As a result, there has been a surge in advice firms of all sizes joining networks.

Some of the biggest ones in the UK are Quilter Financial Planning (formerly Intrinsic), Openwork, Tenet Group, St James’s Place, Raymond James; with Opesfidelio and Nexus Global operating across Europe.

So, what are the benefits of joining one?

Competency and capacity

Keith Richards, chief executive of the Personal Finance Society (PFS), believes it can be advantageous for smaller firms because “the network handles both regulatory and legal responsibilities to trade”.

“Adviser businesses need to be alert to what is happening as regulatory requirements and the raising of professional standards is only heading in one direction, and for many advisers this will mean putting some time aside to properly set in place a strategy and development plan,” he told International Adviser.

“Firms or individuals need to be honest in assessing the firm’s competency, experience and capacity to determine the most effective route to achieve their business plan, which must include regulatory requirements.”

Focus on development

For those struggling to keep up with the never-ending changes, networks could be the answer.

Nigel Brook-Walters, European head of wealth & advisory at SEI’s asset management distribution team, told IA: “By leveraging the networks’ knowledge and resources, advisers can take advantage of more peripheral benefits, such as third-party provider discounts.”

This could lift the burden off financial advice companies’ shoulders.

“They can genuinely help businesses power themselves forward, and enable them to concentrate on running their business, rather than actually worry about the paperwork,” Scott Stevens, head of recruitment and acquisitions at Quilter Financial Planning, told IA.

“The evolution of the network is a proper B2B service provider for financial advisers.”

A space for everyone

Quilter Financial Planning currently has over 3,300 between restricted and independent advisers and more than 1,300 firms in its network.

By taking care of the regulatory compliance and back-office functions, Stevens believes that it becomes easier for businesses to focus on customer outcomes.

There are also benefits for the regulator, he added, as it could speed up proceedings for the watchdog if it is dealing with a small number of big organisations rather than a plethora of smaller firms.

“I do think [networks are] the future, but does that mean there isn’t a place for directly-authorised firms?
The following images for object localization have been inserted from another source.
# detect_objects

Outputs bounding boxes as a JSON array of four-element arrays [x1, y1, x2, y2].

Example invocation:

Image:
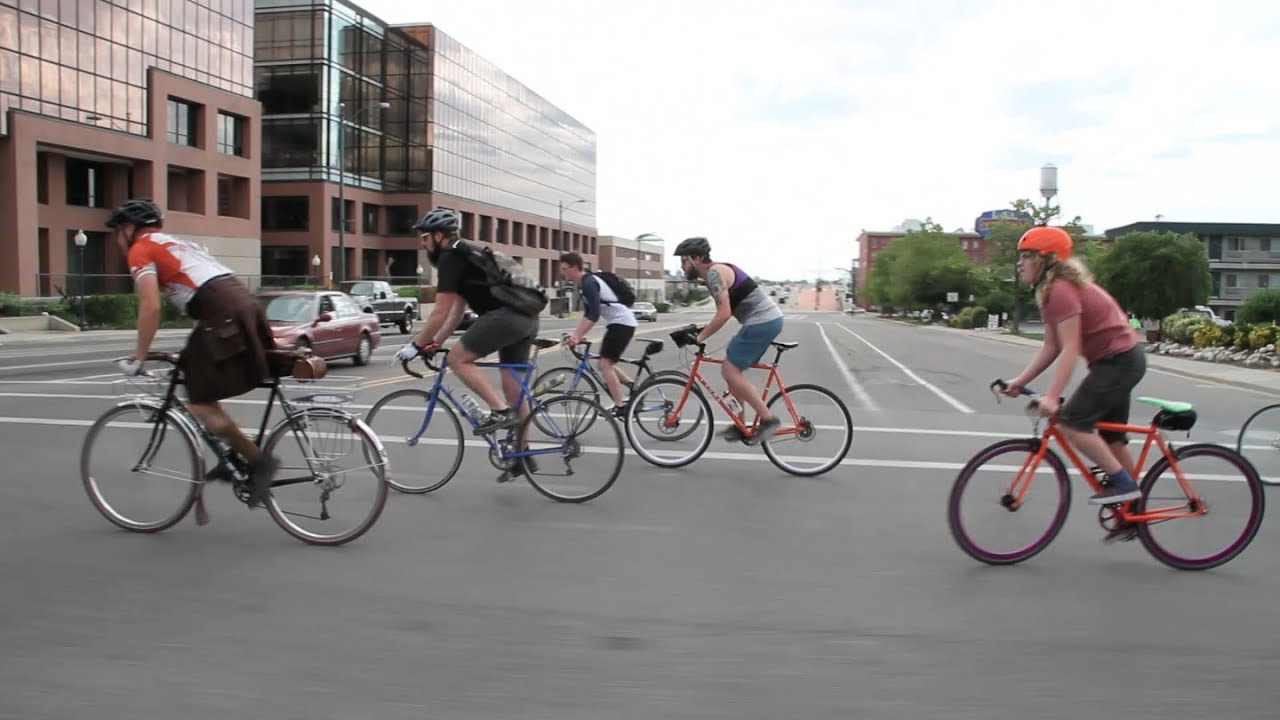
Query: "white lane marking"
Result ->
[[816, 323, 878, 411], [834, 324, 975, 414], [0, 358, 128, 371]]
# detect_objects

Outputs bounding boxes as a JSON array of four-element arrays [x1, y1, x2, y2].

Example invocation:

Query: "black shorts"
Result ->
[[1059, 344, 1147, 443], [459, 306, 539, 364], [598, 323, 635, 361]]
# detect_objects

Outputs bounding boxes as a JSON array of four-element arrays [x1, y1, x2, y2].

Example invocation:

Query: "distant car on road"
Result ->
[[257, 290, 381, 366], [632, 301, 658, 322]]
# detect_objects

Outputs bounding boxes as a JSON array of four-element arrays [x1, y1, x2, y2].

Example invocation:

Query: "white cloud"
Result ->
[[356, 0, 1280, 279]]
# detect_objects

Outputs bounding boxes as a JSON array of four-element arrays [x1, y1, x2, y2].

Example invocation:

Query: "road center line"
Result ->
[[816, 323, 878, 411], [834, 324, 975, 414]]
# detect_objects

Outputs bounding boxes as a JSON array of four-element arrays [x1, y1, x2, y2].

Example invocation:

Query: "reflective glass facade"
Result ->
[[432, 29, 597, 225], [255, 0, 430, 192], [0, 0, 254, 136]]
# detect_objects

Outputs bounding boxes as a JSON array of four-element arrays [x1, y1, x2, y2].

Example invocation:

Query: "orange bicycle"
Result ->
[[947, 379, 1265, 571], [623, 324, 852, 476]]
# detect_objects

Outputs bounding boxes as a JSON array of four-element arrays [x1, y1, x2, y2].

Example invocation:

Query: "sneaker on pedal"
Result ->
[[474, 408, 518, 436], [745, 416, 783, 447], [246, 453, 280, 508], [609, 405, 627, 421], [1089, 481, 1141, 505], [721, 424, 745, 442]]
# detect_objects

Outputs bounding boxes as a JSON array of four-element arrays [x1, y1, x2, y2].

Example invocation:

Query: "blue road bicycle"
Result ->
[[365, 338, 624, 502]]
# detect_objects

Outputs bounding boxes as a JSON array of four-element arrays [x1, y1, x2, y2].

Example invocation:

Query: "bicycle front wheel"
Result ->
[[1135, 443, 1265, 571], [760, 383, 852, 476], [947, 439, 1071, 566], [625, 378, 714, 468], [364, 389, 464, 494], [520, 394, 623, 503], [263, 408, 389, 546], [1235, 403, 1280, 486], [530, 364, 602, 435], [81, 401, 202, 533]]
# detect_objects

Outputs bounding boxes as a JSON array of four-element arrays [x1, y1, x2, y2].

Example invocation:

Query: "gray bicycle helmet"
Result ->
[[105, 198, 163, 229], [412, 207, 461, 235], [673, 237, 711, 258]]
No,” he said.

“There are some brilliantly run firms with the right culture; and I think there will always be a place for those.

“But I think it’s increasingly attractive to have the cover of a large organisation.”

And this would still allow customers to have greater choice, since firms can retain their name and staff, instead of being fully incorporated into a larger brand.

Do your homework

Networks, however, may not be the best choice for everyone.

The PFS’ Richards said: “Joining a network or national business might well be the best fit for individuals or small adviser firms, but won’t suit everyone; so the key is to properly research the options available and implement accordingly.”

And that is something with which SEI’s Brook-Walters agrees: “Advisers offering a more vanilla service would generally be a good fit; but others, whose clients require something more esoteric, might find it harder to fit into the restricted framework that most networks tend to adopt.”